Associate Professor of Computer Science
Extramural Funding Awarded: NSF, NIH/R01
Colorectal cancer was the third-most common cause of deaths from cancer in the United States in 2013. This disease claims over 50,000 lives and afflicts over 140,000 people annually in the US, underscoring a clear and urgent need for better control of this incurable malignancy. The goal of our study is to attenuate oncogenic activities in colon cancer cells by inhibiting a key proliferatory signaling pathway mediated by the powerful mitogen lysophosphatidic acid (LPA). Key towards this goal is to produce selective inhibitors—molecules that interact with and inhibit specific proteins in the cell, while avoiding any unintended side-interactions with other proteins. We are uniquely capable of providing such selectivity using computational technologies we have developed that enable us to target selectively a single member in a family of closely related protein domains.
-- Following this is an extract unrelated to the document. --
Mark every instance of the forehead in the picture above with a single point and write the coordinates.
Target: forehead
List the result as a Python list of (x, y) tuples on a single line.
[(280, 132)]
Mechanisms of Increased Lung Disease Secondary to Polymorphisms in the ACE Gene
PI: Alix Ashare, M.D., Ph.D.
Associate Professor of Medicine and Microbiology & Immunology
Extramural Funding Awarded: NIH/R01, Cystic Fibrosis Foundation, American Asthma Foundation
Current treatments for chronic obstructive pulmonary disease (COPD) attempt to ameliorate symptoms and prevent exacerbations. Studies have identified an insertion (I)/deletion (D) polymorphism in an intron of the angiotensin converting enzyme (ACE) gene. D/D homozygotes (~25% of the population) exhibit more severe COPD but the mechanism is unclear. Our major goal is to investigate and target the role of ACE in the development of COPD. Patients with COPD are plagued by chronic inflammation, leading to increased lung compliance. Alveolar macrophages (AMs) are critical to the local inflammatory response in COPD. ACE is expressed on the surface of AMs and its abundance regulates levels of angiotensin II (ANGII), which in turn binds the ANGII type I (AT1) receptor on AMs. Inflammation in COPD causes bronchospasm, which can result in hypoxia. Hypoxia, in turn, causes an increase in ANGII, a key inflammatory mediator, creating a vicious cycle. Our preliminary data show that AMs generate an inflammatory response to hypoxia that is blocked by the AT1 receptor blocker, losartan. We also found increased pulmonary ACE and ANGII in subjects with the ACE D/D genotype. Our data suggest that the intronic sequence encodes microRNAs (miRNAs), small RNAs that can regulate protein abundance. Our overarching hypothesis is that the ACE D/D genotype increases translation of ACE protein, leading to an exaggerated ANGII response during hypoxia, increasing the severity of COPD. Aim 1 will test the hypothesis that the ACE D/D polymorphism is associated with elevated ACE activity and lung inflammation compared to I/I subjects. In parallel, we will determine if these levels predict differences in lung compliance, as quantified by magnetic resonance elastography (MRE). In Aim 2, we will test the hypothesis that hypoxia causes a dose-dependent increase in ACE and ANGII that is exaggerated in AMs from D/D versus I/I subjects. Our preliminary data suggest the expression of ACE-specific miRNAs from the intronic sequence. Aim 3 will test the hypothesis that reduced expression of these miRNAs in D/D subjects causes an increase in ACE translation compared to I/I subjects. This will foster discovery of previously unrecognized targets that could decrease ACE activity in the lung.